Since it seem you are recovering the memory this does not seems like a real "leak"

One hypothesis :

When you restart a node on the DMQ bus, it can trigger memory usage on the other nodes since they will start to do a SYNC and send one DMQ message / contact

It could be that one node in the DMQ bus is restarted and not answering DMQ messages ?

Few ideas :

You could search you trace, maybe you will find the DMQ sync requests ...

You can also confirm significant increase in active transactions.

Verify the state of the bus :

kamcmd dmq.list_nodes

Verify the amount of contact on each node (confirm that the cluster is healthy)

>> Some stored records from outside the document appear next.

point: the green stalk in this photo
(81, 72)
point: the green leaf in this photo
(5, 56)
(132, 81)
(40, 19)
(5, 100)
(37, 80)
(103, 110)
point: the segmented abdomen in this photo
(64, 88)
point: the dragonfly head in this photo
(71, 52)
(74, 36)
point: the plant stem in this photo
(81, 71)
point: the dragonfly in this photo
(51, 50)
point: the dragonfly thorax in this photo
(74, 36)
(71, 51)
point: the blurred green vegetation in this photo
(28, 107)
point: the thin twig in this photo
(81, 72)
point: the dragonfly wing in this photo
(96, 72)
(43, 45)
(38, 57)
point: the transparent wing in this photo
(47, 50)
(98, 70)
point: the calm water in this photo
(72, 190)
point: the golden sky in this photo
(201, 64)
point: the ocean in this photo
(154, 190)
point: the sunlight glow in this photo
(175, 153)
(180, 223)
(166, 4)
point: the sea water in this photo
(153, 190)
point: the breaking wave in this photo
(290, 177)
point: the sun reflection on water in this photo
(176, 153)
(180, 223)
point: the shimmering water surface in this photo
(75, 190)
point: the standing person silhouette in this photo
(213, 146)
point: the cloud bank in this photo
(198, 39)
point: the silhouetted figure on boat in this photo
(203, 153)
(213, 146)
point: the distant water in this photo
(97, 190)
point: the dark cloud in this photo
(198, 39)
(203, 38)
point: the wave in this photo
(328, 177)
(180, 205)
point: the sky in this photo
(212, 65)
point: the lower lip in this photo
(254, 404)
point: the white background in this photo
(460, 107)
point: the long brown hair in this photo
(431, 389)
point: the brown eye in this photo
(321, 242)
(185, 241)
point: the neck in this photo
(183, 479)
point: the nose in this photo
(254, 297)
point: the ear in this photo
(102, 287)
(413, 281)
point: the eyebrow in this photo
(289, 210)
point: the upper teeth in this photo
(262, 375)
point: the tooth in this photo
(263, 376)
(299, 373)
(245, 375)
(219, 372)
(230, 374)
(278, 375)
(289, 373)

kamctl stats | grep usrloc | grep contact

On Tue, Jul 31, 2018 at 9:21 AM, Rogelio Perez <rogelio@telnyx.com> wrote:

Thanks Daniel, Charles and Julien.

I confirm we're not getting the error log "running job failed".
The behavior is always the same, any of the two failover instances would run without issues for a day or two and then suddenly start consuming all available memory in the span of an hour or less.
Please check these graphs with some examples for more details: https://www.dropbox.com/sh/tu0jxi1vlbq81m8/AABhfz9rDumdCu3l0ROH7Lkla?dl=0

I'll try Daniel's patch and confirm results soon.

Rogelio